Date of Completion

Spring 5-1-2018

Thesis Advisor(s)

Dr. Victoria Robinson

Honors Major

Biological Sciences


Little is known about what factors influence academic perceptions in school-aged children, especially in urban populations. Most research has looked at internal aspects of education (i.e., amount of homework, amount of recess given, etc.), but have excluded observing environmental components of the children’s lives outside of school and at home. Therefore, the goal of our study was to explore which elements of children’s social and economic upbringing has the greatest correlation and influence on forming positive academic attitudes. We carried out a pilot study that gave a questionnaire to English-speaking seven-to-18-year-old patients and parents/guardians within an urban pediatric emergency department. The patient questionnaire included three questions regarding his/her academic attitude. Data were analyzed with IBM SPSS software package.

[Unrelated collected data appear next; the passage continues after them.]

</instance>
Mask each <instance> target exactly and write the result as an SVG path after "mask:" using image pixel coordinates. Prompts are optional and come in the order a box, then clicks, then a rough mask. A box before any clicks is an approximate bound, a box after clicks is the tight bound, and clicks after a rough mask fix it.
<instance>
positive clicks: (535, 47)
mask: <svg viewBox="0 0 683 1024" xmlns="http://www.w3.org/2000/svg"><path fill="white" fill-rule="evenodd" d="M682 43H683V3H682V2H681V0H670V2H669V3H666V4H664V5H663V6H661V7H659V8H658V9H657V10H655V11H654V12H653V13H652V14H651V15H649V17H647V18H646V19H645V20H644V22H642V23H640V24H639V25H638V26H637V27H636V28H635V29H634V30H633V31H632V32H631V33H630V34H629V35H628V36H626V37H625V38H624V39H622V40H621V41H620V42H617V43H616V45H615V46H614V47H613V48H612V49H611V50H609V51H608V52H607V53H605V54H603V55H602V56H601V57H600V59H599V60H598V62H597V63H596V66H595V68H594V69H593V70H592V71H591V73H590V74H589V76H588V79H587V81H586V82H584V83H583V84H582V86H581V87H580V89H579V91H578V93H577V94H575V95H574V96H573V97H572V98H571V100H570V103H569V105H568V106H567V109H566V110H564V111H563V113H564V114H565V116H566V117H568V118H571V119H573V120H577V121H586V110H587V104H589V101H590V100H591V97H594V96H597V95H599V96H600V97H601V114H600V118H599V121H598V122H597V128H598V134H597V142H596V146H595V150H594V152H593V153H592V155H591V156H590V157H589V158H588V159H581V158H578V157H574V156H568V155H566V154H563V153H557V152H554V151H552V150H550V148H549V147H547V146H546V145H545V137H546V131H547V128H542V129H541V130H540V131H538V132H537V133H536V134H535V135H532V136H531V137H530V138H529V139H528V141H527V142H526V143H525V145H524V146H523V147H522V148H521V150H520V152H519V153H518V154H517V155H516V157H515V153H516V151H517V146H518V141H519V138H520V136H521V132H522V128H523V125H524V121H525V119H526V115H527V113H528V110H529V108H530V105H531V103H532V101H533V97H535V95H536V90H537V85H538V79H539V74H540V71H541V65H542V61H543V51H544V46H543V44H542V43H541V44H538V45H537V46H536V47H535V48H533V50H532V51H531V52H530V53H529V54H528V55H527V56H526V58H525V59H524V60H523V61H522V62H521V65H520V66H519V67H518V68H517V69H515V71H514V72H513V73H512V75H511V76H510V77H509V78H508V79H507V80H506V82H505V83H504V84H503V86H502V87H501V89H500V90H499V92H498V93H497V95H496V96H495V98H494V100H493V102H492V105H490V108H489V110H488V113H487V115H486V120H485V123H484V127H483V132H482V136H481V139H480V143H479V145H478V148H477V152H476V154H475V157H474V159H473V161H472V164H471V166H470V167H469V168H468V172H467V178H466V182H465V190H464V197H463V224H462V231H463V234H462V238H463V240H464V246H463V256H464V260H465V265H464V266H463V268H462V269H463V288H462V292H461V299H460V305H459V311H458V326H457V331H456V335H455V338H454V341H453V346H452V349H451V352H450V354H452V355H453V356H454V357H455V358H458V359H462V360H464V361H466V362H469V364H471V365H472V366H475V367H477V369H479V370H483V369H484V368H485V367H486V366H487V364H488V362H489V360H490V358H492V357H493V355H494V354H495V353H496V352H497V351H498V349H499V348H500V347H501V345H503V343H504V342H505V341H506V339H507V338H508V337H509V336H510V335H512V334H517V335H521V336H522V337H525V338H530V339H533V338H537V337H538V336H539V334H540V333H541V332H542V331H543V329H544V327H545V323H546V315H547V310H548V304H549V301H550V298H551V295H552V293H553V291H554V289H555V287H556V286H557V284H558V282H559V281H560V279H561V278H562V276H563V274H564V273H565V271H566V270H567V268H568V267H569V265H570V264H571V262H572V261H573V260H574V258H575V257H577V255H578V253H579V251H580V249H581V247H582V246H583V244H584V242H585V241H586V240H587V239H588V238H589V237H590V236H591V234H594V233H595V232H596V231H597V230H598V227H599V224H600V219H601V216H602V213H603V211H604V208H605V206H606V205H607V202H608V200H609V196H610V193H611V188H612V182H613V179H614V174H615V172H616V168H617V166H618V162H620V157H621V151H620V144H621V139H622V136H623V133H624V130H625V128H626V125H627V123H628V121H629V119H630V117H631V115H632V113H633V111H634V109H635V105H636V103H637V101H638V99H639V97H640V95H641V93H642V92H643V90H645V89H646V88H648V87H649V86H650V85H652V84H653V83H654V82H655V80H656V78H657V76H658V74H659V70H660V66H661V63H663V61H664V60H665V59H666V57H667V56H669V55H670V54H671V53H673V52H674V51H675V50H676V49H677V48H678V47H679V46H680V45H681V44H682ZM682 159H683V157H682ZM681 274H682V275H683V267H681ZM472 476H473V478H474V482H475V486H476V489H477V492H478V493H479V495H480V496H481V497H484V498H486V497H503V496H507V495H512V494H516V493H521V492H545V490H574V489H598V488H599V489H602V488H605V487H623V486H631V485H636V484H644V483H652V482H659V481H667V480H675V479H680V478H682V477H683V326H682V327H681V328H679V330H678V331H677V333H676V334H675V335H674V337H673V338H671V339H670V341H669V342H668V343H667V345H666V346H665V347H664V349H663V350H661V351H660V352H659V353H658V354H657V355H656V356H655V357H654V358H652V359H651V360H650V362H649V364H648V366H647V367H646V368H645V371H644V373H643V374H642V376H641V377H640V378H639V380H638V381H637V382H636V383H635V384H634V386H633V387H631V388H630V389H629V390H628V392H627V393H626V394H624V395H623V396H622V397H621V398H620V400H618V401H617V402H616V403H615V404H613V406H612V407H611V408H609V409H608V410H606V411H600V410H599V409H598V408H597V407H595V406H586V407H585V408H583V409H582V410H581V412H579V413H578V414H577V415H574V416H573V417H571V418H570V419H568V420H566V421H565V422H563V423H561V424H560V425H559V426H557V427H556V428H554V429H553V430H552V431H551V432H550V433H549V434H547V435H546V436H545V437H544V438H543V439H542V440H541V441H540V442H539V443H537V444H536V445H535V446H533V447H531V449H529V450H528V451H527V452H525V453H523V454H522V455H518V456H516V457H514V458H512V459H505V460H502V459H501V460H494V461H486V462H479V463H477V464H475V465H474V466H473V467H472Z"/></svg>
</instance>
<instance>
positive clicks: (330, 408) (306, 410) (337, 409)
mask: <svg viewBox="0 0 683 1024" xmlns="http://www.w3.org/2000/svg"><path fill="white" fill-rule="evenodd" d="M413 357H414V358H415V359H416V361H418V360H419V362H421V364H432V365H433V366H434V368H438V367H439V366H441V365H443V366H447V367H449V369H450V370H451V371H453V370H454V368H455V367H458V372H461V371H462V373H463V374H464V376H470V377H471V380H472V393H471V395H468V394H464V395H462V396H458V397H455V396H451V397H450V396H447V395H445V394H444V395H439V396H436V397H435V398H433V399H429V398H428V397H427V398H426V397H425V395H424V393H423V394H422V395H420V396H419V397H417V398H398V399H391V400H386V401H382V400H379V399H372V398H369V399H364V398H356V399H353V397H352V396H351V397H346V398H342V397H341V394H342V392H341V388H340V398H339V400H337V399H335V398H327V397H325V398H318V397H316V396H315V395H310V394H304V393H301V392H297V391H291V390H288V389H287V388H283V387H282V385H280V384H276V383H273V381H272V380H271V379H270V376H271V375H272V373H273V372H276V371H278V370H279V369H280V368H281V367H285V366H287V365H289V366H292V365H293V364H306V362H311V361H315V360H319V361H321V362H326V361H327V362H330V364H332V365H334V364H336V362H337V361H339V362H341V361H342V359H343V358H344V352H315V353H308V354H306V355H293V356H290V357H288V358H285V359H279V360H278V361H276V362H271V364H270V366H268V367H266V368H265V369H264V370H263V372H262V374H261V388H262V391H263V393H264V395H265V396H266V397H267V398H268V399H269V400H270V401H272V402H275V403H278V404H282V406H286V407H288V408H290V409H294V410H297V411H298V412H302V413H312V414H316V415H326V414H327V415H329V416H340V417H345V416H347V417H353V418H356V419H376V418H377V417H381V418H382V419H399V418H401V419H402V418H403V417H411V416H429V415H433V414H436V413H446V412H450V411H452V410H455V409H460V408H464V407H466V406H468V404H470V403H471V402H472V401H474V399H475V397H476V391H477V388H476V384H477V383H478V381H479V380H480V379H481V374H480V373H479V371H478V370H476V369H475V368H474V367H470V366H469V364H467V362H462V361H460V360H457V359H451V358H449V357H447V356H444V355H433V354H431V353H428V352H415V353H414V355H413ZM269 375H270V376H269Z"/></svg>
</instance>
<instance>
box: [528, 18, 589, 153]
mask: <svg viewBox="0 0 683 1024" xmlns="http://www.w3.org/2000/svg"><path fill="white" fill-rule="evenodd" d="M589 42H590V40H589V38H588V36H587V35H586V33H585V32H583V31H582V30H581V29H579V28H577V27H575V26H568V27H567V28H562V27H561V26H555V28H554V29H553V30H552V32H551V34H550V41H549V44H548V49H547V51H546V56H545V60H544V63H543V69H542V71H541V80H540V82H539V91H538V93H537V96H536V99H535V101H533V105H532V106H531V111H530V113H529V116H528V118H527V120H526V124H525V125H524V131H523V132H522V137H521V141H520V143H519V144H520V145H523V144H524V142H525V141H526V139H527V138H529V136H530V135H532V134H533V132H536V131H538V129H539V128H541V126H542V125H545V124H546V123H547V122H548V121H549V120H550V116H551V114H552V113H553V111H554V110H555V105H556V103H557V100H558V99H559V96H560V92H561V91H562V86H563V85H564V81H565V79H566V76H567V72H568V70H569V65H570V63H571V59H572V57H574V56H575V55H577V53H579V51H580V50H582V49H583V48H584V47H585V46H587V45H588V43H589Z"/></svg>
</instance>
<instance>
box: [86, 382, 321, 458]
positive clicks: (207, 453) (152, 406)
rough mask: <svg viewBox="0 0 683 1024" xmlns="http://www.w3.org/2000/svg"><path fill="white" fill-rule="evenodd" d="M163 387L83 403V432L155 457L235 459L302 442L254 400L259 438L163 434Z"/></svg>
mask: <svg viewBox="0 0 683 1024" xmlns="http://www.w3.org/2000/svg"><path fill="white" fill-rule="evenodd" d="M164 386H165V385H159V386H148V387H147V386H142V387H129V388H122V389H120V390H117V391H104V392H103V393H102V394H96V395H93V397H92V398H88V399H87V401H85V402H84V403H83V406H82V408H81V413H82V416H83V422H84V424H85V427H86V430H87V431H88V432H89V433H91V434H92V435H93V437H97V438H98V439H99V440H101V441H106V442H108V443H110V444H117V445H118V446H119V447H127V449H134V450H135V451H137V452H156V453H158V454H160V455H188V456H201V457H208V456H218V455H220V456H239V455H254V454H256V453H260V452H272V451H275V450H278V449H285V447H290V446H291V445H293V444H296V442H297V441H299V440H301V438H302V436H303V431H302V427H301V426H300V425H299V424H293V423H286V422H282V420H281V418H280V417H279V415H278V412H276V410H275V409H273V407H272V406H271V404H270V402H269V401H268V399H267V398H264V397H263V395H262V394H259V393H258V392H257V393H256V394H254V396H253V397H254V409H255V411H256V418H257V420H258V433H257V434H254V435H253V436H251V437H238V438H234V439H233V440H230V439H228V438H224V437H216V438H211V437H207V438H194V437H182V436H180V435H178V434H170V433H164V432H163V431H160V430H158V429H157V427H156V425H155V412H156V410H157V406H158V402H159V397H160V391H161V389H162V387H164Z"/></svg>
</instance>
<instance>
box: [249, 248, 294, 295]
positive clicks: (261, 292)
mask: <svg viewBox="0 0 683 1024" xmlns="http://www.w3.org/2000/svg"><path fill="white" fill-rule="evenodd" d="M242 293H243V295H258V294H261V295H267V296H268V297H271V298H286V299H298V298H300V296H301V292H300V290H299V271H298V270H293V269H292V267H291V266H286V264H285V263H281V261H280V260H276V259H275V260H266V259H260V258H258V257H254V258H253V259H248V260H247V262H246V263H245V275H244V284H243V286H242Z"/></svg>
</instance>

One-hundred twenty-two patients were enrolled aged 7-18-years-old. The patient cohort was 37.7% male, 61.5% female, 0.8% other and 32% of subjects identified as Hispanic/Latino. In terms of race, 57.8% identified as white, 14.1% as African-American, 3.9% as Asian, 1.6% as American Indian/Native, 20.3% as other/mixture of races, and 2.3% declined to answer. The mean age was 12.4 years old (SD 3.1). Sixty-three percent of the subjects had a calculated positive academic attitude ranking. Variables that had noteworthy associations included sibling order, parent marital status, knowledge of grades, and the parental expectations that their child will graduate high school/college. Those with the greatest significance were, in descending order, parental expectations that their children would graduate college, knowledge of their children’s grades, and their expectations that their children would graduate high school.